Monitor types¶

Lanby supports two broad categories of monitoring: probes that actively test a service on a schedule, and keepalive heartbeats that expect your service to check in periodically.

flowchart LR
    L(Lanby)
    P(Probe monitor)
    K(Keepalive monitor)
    S(Your service)

    L -->|checks on schedule| P
    P -->|probes| S
    S -->|pings in| K
    K --> L

Monitor states¶

Every monitor is always in one of these states:

State	Meaning
`pending`	Newly created, no results yet. No alerts fire.
`up`	Last check passed.
`degraded`	Check passed but response was slow (above `slow_threshold_ms`), or a TLS certificate is expiring soon.
`down`	Check failed — wrong status, timeout, connection refused, etc.
`paused`	Monitoring suspended. No checks run, no alerts fire.
`unknown`	Monitor exists but no recent data. Occurs after a long offline period.

Degraded vs down: degraded means the service is reachable but something is worth flagging — high latency, an expiring certificate, or an unexpected but non-fatal response. down means the service failed the check outright. Both states trigger alerts; you can configure separate alert channels for each.

Retries and recovery¶

Retries: Before marking a monitor down, Lanby retries the failing probe up to the configured retry count. This prevents transient blips from firing spurious alerts. A probe must fail retries + 1 consecutive times to transition to down.

Recovery: By default, a single passing check recovers a monitor from down back to up.
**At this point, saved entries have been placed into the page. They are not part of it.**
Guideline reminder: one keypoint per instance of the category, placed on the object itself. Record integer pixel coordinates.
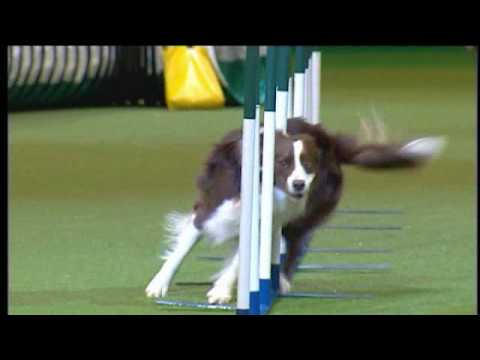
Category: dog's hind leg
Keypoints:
(224, 286)
(183, 235)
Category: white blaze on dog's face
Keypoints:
(296, 166)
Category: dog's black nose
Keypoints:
(298, 185)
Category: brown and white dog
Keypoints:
(307, 187)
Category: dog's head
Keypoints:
(297, 160)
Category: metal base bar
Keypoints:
(370, 211)
(348, 250)
(327, 295)
(194, 305)
(306, 267)
(362, 227)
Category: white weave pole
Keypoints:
(298, 90)
(290, 98)
(266, 205)
(246, 191)
(308, 91)
(316, 86)
(255, 237)
(299, 82)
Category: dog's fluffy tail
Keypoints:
(379, 153)
(382, 156)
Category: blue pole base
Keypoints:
(265, 295)
(283, 258)
(243, 311)
(255, 302)
(275, 273)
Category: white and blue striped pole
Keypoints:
(255, 241)
(316, 86)
(290, 98)
(266, 208)
(248, 145)
(299, 82)
(281, 113)
(308, 85)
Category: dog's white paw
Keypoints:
(285, 285)
(158, 287)
(219, 295)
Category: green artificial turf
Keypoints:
(89, 188)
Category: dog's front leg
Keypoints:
(222, 291)
(183, 244)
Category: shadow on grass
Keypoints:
(97, 296)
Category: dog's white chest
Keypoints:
(286, 208)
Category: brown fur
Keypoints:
(325, 153)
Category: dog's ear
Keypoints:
(382, 156)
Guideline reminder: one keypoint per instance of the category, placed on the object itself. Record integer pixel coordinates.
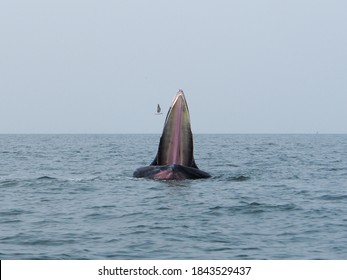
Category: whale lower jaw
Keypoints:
(170, 172)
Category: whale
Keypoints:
(174, 159)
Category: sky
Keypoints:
(246, 66)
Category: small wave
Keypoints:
(333, 197)
(240, 178)
(251, 208)
(8, 183)
(46, 178)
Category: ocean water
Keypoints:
(269, 197)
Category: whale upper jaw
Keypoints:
(174, 159)
(176, 142)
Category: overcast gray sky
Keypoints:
(256, 66)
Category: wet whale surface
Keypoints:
(174, 159)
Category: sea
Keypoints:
(277, 197)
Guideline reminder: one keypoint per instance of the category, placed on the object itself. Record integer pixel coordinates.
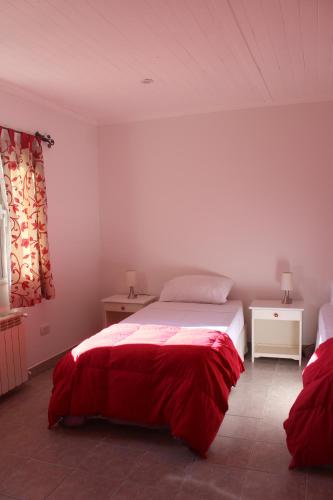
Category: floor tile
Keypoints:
(269, 457)
(64, 449)
(239, 427)
(33, 480)
(271, 430)
(211, 482)
(230, 451)
(320, 484)
(263, 485)
(165, 489)
(80, 485)
(248, 402)
(108, 460)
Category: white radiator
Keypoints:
(13, 363)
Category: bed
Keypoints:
(170, 364)
(309, 427)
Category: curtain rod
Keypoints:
(45, 138)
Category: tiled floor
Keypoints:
(248, 460)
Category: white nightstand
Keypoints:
(277, 329)
(118, 307)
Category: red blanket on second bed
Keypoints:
(154, 375)
(309, 427)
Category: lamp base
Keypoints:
(286, 299)
(132, 295)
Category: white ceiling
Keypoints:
(89, 56)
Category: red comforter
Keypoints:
(154, 375)
(309, 427)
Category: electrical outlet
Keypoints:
(45, 329)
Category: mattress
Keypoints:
(226, 317)
(325, 323)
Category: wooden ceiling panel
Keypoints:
(90, 56)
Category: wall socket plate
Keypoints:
(45, 329)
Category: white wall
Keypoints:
(244, 193)
(71, 169)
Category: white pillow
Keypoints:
(202, 288)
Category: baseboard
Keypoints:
(47, 364)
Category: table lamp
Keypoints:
(131, 283)
(286, 286)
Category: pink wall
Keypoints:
(244, 193)
(74, 230)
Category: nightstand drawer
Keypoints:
(116, 307)
(277, 314)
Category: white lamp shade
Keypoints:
(4, 296)
(131, 278)
(286, 281)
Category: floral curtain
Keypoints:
(23, 170)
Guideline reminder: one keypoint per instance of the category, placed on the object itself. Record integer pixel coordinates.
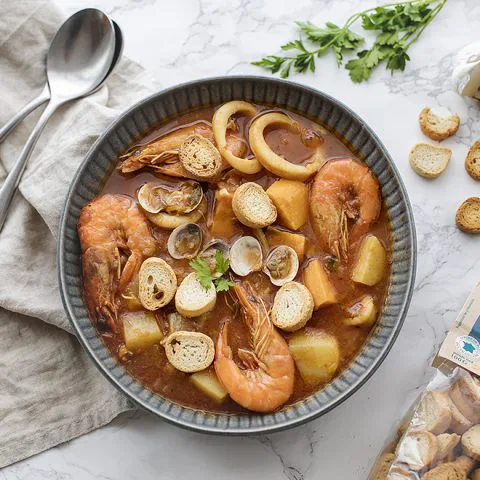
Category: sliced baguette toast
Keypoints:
(157, 283)
(468, 215)
(438, 127)
(429, 161)
(189, 351)
(252, 206)
(292, 307)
Set recovery_successes to require multiple consecutive passes before recovery — useful for flappy services.

Recovery interval: When a monitor is down or degraded, the relay switches to recovery_interval_seconds instead of the normal interval. Set this lower than the normal interval to detect recovery faster.

Probe monitors¶

Probe monitors run on a configured schedule and actively test a target. If the target fails — wrong status code, unreachable port, timeout — Lanby marks it as down and fires an alert.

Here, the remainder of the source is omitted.